The Palace on Thursday said the time was right for the United States to accept President Duterte’s demand that the Philippines be paid for continuing their Visiting Forces Agreement (VFA).
In a statement, presidential spokesman Harry Roque said the President had already made up his mind to abrogate the treaty so the United States should take the opportunity to convince him otherwise.
“If they want VFA to continue, now is the chance because another signing of the deal is needed,” Roque said in Filipino. “Perhaps, they can say how much they can give. If they have nothing to pay, that’s fine.”

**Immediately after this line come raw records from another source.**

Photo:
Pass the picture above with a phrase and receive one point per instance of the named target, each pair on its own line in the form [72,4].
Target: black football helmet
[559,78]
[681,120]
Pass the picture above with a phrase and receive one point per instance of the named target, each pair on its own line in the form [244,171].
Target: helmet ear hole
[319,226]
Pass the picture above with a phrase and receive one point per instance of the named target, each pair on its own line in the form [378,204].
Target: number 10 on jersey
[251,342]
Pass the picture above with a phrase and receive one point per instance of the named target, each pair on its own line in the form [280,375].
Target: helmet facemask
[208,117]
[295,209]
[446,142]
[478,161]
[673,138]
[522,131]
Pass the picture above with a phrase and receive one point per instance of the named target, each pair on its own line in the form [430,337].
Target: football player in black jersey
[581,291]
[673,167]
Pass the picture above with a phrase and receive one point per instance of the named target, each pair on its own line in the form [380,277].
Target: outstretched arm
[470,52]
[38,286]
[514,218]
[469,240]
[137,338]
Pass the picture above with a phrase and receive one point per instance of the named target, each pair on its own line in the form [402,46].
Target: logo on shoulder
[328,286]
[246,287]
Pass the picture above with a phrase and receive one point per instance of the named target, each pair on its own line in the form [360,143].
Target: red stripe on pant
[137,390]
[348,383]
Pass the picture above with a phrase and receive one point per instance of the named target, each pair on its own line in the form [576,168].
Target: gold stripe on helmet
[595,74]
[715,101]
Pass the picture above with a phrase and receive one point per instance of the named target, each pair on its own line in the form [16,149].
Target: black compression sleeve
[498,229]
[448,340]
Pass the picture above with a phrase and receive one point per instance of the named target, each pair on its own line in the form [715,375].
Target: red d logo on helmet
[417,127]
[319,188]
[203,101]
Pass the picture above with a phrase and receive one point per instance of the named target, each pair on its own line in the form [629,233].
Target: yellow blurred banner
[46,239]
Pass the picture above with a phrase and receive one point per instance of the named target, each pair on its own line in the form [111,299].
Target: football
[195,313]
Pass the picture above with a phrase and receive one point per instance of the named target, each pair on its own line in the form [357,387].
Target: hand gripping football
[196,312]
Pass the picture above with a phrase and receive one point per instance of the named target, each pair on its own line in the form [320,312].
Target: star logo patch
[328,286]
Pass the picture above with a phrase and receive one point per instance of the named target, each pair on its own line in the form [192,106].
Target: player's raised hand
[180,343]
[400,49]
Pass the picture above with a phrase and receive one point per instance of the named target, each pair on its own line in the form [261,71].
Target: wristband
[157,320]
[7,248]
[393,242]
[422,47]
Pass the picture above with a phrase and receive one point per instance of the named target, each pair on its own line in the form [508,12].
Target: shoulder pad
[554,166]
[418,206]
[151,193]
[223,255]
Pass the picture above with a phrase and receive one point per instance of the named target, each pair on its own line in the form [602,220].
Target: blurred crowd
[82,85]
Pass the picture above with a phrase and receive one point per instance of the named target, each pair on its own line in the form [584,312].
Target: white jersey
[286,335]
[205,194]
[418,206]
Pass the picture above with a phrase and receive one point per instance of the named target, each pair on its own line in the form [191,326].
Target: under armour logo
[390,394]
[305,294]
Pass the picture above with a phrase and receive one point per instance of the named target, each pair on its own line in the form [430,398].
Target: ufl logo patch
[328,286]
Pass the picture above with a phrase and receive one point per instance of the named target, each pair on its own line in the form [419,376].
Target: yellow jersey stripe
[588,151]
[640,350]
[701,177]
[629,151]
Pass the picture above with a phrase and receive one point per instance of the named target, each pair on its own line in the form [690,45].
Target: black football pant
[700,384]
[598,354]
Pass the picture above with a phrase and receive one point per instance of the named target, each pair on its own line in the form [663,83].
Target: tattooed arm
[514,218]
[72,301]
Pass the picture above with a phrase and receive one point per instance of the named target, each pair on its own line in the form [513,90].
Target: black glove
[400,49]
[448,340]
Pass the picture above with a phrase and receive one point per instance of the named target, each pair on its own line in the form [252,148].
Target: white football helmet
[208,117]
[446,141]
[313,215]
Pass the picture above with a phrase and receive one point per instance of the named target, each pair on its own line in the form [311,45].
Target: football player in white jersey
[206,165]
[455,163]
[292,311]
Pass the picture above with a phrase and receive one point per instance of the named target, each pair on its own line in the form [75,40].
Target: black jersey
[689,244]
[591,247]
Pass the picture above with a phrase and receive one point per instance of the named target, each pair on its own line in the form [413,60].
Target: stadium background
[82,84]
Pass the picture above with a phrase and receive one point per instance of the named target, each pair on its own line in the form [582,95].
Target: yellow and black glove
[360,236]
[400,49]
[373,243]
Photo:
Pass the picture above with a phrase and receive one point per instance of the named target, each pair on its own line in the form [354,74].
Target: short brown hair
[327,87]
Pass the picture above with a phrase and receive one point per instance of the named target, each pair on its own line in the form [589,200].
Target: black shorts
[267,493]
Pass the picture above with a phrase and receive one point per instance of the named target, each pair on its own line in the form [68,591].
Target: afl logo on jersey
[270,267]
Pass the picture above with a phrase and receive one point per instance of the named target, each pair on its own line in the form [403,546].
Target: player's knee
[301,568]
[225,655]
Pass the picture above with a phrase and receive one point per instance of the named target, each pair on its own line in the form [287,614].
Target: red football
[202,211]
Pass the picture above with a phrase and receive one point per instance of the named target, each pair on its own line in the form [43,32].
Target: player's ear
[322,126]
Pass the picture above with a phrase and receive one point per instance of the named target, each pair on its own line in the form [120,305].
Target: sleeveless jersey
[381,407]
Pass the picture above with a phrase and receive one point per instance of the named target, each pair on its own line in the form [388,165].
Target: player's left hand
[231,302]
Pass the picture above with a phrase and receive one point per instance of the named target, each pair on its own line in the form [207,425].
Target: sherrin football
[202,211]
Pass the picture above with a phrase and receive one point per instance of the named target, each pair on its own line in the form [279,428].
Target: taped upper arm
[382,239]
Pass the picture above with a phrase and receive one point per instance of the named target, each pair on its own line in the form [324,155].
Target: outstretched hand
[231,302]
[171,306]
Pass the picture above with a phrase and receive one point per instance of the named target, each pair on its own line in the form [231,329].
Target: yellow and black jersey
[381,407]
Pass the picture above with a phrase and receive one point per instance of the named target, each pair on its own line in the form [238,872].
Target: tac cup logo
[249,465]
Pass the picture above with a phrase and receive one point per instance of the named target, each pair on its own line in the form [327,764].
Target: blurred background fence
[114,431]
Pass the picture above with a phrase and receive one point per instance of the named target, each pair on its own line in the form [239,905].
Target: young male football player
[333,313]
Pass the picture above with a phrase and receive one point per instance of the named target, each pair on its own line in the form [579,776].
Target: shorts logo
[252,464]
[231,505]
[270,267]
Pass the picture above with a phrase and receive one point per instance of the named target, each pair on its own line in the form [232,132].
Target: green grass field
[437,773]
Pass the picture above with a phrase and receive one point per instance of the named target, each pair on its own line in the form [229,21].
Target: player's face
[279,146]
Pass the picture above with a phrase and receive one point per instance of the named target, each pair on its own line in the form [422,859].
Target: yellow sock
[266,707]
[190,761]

The Palace had earlier said the United States should pay the Philippines some $16 billion, the same amount in assistance it gave to Pakistan.

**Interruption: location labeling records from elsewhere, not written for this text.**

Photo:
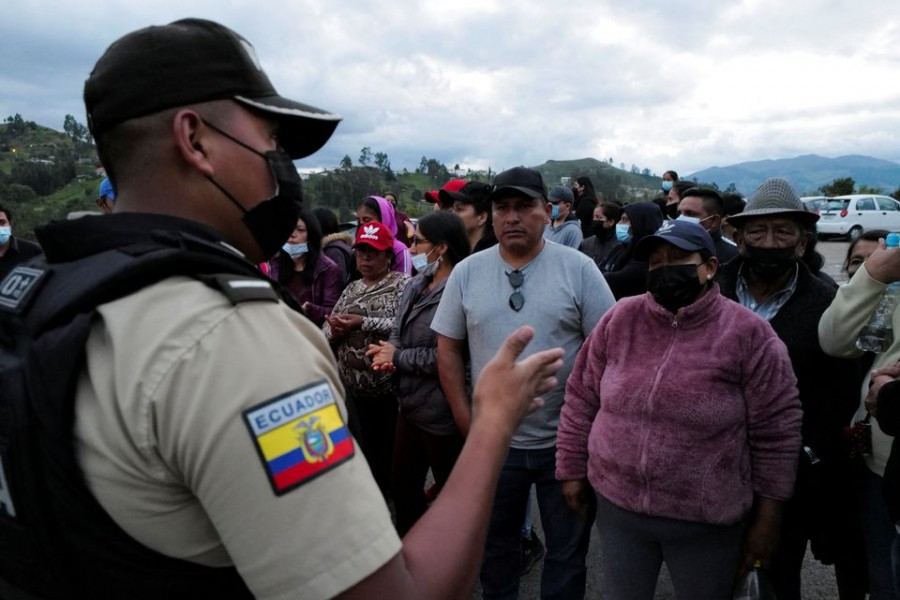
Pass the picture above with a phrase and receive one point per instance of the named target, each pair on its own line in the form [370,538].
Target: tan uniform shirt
[177,429]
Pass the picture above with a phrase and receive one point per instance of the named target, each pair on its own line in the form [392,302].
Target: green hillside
[44,173]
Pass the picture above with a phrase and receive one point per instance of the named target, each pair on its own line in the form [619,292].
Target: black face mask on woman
[768,264]
[271,221]
[674,286]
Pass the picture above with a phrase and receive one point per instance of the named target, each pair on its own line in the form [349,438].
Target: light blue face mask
[422,266]
[295,250]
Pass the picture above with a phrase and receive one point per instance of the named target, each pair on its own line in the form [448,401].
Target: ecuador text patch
[299,435]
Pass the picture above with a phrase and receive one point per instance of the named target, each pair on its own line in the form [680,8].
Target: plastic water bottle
[754,586]
[878,334]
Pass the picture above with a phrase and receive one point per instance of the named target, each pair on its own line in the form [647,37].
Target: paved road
[818,580]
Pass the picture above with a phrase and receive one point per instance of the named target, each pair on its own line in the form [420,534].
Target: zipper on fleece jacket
[648,408]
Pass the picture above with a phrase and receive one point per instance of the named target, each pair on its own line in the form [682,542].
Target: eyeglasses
[516,299]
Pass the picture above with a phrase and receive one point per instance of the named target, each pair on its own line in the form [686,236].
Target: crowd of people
[678,373]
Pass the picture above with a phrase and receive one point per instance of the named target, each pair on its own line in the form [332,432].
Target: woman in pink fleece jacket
[682,414]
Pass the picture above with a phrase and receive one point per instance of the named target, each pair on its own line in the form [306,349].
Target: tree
[839,187]
[365,156]
[384,164]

Duterte said the US should give the country something in return, especially since the Philippines is the “nearest, possible, and convenient outpost” should a war break out.

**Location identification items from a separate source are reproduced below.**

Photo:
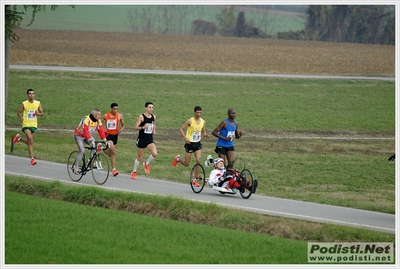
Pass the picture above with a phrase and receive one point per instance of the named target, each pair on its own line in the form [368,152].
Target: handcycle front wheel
[100,167]
[71,165]
[246,174]
[197,178]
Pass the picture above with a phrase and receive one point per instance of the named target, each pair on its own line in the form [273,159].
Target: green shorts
[33,129]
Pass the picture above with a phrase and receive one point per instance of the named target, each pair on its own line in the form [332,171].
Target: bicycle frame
[98,164]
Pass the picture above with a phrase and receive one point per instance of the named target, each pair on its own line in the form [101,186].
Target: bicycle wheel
[71,166]
[100,167]
[197,175]
[249,183]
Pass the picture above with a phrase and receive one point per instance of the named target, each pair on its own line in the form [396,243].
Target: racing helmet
[217,160]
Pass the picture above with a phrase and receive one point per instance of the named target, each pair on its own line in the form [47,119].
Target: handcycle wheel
[100,167]
[71,164]
[198,170]
[239,164]
[249,183]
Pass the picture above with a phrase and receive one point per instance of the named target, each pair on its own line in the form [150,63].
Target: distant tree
[201,27]
[240,28]
[367,24]
[226,19]
[13,18]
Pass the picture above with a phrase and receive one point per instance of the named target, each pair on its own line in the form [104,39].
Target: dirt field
[199,53]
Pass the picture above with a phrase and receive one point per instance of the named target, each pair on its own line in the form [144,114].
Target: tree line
[366,24]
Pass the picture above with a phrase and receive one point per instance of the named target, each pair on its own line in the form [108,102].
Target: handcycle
[98,164]
[198,174]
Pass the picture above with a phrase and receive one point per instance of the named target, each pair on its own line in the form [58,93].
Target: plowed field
[200,53]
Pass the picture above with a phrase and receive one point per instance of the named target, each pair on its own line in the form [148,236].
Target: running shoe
[175,161]
[195,183]
[17,138]
[146,168]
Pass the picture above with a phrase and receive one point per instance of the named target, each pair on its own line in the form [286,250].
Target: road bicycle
[98,164]
[198,174]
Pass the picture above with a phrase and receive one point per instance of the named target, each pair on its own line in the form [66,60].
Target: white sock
[135,165]
[150,159]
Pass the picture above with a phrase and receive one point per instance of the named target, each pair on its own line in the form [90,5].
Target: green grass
[341,171]
[177,19]
[89,225]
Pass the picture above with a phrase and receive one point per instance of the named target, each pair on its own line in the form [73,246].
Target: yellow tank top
[193,132]
[29,113]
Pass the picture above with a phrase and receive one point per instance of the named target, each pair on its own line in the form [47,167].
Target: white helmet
[216,161]
[209,161]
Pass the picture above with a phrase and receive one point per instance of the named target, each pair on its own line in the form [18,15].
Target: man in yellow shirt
[195,128]
[27,113]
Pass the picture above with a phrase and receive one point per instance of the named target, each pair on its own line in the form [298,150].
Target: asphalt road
[257,203]
[44,170]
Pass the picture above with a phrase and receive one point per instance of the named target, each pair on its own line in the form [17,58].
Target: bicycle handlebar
[104,145]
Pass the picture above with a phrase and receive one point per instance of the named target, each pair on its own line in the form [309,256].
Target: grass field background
[299,136]
[171,19]
[324,141]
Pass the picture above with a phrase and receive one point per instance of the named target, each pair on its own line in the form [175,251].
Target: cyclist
[219,177]
[84,133]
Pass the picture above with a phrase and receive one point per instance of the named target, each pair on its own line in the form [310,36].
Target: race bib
[231,134]
[31,114]
[196,136]
[112,124]
[149,129]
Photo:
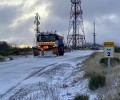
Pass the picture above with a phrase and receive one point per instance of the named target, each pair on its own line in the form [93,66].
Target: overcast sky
[17,19]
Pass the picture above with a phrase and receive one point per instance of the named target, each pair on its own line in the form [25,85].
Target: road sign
[109,49]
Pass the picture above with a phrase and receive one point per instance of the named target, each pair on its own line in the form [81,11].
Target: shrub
[81,97]
[96,82]
[11,58]
[117,49]
[2,58]
[104,61]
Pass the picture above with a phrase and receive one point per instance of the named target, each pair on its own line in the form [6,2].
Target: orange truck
[48,42]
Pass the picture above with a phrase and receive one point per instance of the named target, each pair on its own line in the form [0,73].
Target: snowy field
[44,78]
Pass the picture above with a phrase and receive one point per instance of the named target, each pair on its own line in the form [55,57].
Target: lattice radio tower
[37,26]
[76,35]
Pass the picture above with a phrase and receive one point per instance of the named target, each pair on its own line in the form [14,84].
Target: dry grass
[112,89]
[92,65]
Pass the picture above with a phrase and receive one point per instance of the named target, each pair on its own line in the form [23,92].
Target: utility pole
[76,35]
[37,28]
[94,36]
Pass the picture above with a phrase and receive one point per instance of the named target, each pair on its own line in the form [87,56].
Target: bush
[11,58]
[2,58]
[81,97]
[104,61]
[96,82]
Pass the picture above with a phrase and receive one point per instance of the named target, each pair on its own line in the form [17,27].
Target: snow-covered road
[25,70]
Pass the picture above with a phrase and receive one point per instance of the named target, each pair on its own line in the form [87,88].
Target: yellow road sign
[109,49]
[108,44]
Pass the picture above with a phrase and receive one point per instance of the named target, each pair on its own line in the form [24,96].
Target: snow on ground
[44,78]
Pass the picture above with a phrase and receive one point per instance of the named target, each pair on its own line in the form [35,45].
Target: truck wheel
[61,51]
[35,52]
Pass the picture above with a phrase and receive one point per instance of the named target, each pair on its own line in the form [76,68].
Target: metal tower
[37,28]
[76,35]
[94,36]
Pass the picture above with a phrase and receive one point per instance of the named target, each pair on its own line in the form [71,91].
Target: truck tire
[61,51]
[35,51]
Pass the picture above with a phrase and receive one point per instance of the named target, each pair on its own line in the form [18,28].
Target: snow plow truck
[48,41]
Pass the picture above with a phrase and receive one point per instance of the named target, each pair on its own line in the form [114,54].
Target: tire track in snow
[36,72]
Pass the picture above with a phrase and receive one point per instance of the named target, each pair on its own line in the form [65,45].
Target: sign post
[109,51]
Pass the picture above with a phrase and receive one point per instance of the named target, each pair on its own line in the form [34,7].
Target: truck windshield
[46,38]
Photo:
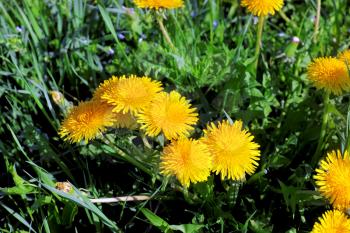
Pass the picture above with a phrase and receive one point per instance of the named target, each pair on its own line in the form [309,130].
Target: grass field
[54,54]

Duterte abrogated the VFA on Feb. 11, 2020. However, he put a hold on the termination on June 1 last year “in light of political and other developments in the region.”
On Feb. 8, Foreign Affairs Secretary Teodoro Locsin Jr. said Philippine and US officials will meet this month to iron out differences over the VFA.
Armed Forces of the Philippines (AFP) chief Lt. Gen. Cirilito Sobejana said the military should be able to stand on its own if the VFA with the United States comes to an end.
Senator Panfilo Lacson, meanwhile, continued his word war with chief presidential legal counsel Salvador Panelo, saying he would defend the President, right or wrong.
After Panelo mocked Lacson for “misunderstanding” the Constitution, the senator blasted administration officials for saying senators had “nothing to do” with the VFA.
“Whether or not an international agreement or a treaty has already been made valid and effective, it is still wrong to assert that a sitting senator and even an ordinary citizen of this country has no more freedom to express his opinion with something that concerns our national interest,” Lacson said.
Taking a page from the President, Senator Risa Hontiveros renewed her call for the Chinese government to pay up for the wealth and marine life stolen from the West Philippine Sea due to Beijing’s adventurism in Philippine waters.
“Time to pay up. The Chinese Embassy had earlier refused to pay when we exacted payment in the amount of more than P200 billion due to the destruction in WPS since 2013,” Hontiveros said.
Citing a study published by the international journal Ecosystem Services last year, she said China did about P231.7 billion worth of damage to Philippine reefs over seven years.
The value per coral reef was pegged at P18 million, and this amount was multiplied by 1,850 hectares of reef ecosystems in Panatag and Spratlys that have been damaged by China.
Hontiveros also said the looted fish catch could come to a total of P644 billion, by one estimate.
Last year, Hontiveros filed Senate Resolution 369 to have China foot the bill of the country’s COVID-19 response by paying the over P200 billion worth of reparations owed to the Philippines due to its activities in the WPS. She said this amount should now be updated to include the recent computations.
"We cannot take back the marine resources that China has destroyed in the WPS. Let us go after China,” she said.
Former Foreign Secretary Albert del Rosario had said that livelihoods of 350,000 fishermen have been harmed by China’s presence in the WPS.
The senator emphasized that Filipinos have the legitimate right to demand reparations.
In fact, Japan already paid the Philippines reparations for, among others, the destruction of Manila during World War II.
The United States also paid the Philippines after the USS Guardian gashed corals around the Sulu Sea in 2015.
“We have to find a way to make China pay. Other nations paid, why not China? Is it because of a ‘special relationship’?” she asked.